The video for “Suddenly” was directed by Collins and former art school crony Samuel Shea (the man behind the mesmerizing melting laptop effect). Between panoramic desert shots Natalie Mering sings to the camera, strutting down a dirt trail, beautifully evoking eerie Mulholland Drive mythos (though it was shot in Elysian Park). The video’s striking minimalism reflects its music: pragmatic, natural, effortless.

“I love directness in artmaking… it creates a naked idea. If you listen to the album, there are no effects on the vocals. I wanted to keep it dry.

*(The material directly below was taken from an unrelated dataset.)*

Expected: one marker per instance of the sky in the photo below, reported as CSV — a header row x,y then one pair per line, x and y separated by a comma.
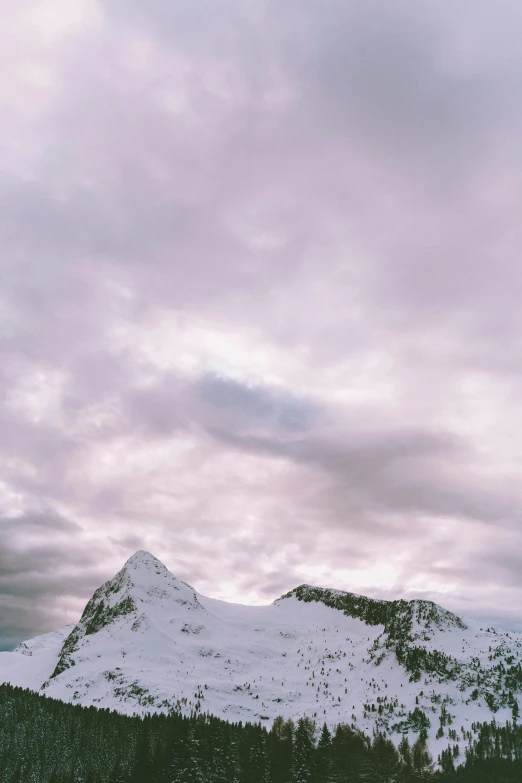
x,y
259,300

I’m proud of the lyrics that Ariel and I worked on, and I wanted to make sure they were heard.”

The lyrics reflect his own present life (another negation of the purely retro). “The Real World” was written during the first time he ever took acid by himself, during a 24-hour period, “and it was the best decision I ever made. The fact that you’re alone going through this experience, you’re really talking to yourself, and that’s beautiful. That’s the real world. And that has nothing to do with drugs. Even though the experience of the acid was great (honestly, it was from the Silk Road and some of the best I’ve ever done), it didn’t hold a candle to what was happening within myself… I immediately wanted to record a song.”

He walked me through some of the lyrics, breaking them down like a Genius.com entry.

Every day I would wake up and fill my dreaming cup

“Every day we go through our struggles, getting filled up with our emotional gunk, and then we expunge it in our dreams. Also talking about the fact I was depressed.”

I knew I couldn’t hide from what the others were singing

“Others around me who were simply choosing happiness.”

Everywhere I look there’s more reason to be feeling free/ But still I have to keep myself from leaving

“When you’re an artist, you’re also an escapist, so get real with yourself every once in a while. What are you feeling? Forget this infatuation, forget this issue with your work, forget this drug that’s trying to make this table look like it’s wiggling…you haven’t been happy.”

Please don’t ever turn your face from the real world, such a psychedelic place, the real world

“That was me actually deciding to leave my depression that I was going through behind. I’m in California now. This place is beautiful. I’m going to stay here for a while. You might as well enjoy it. This trip is great—but what’s to come will be even better.”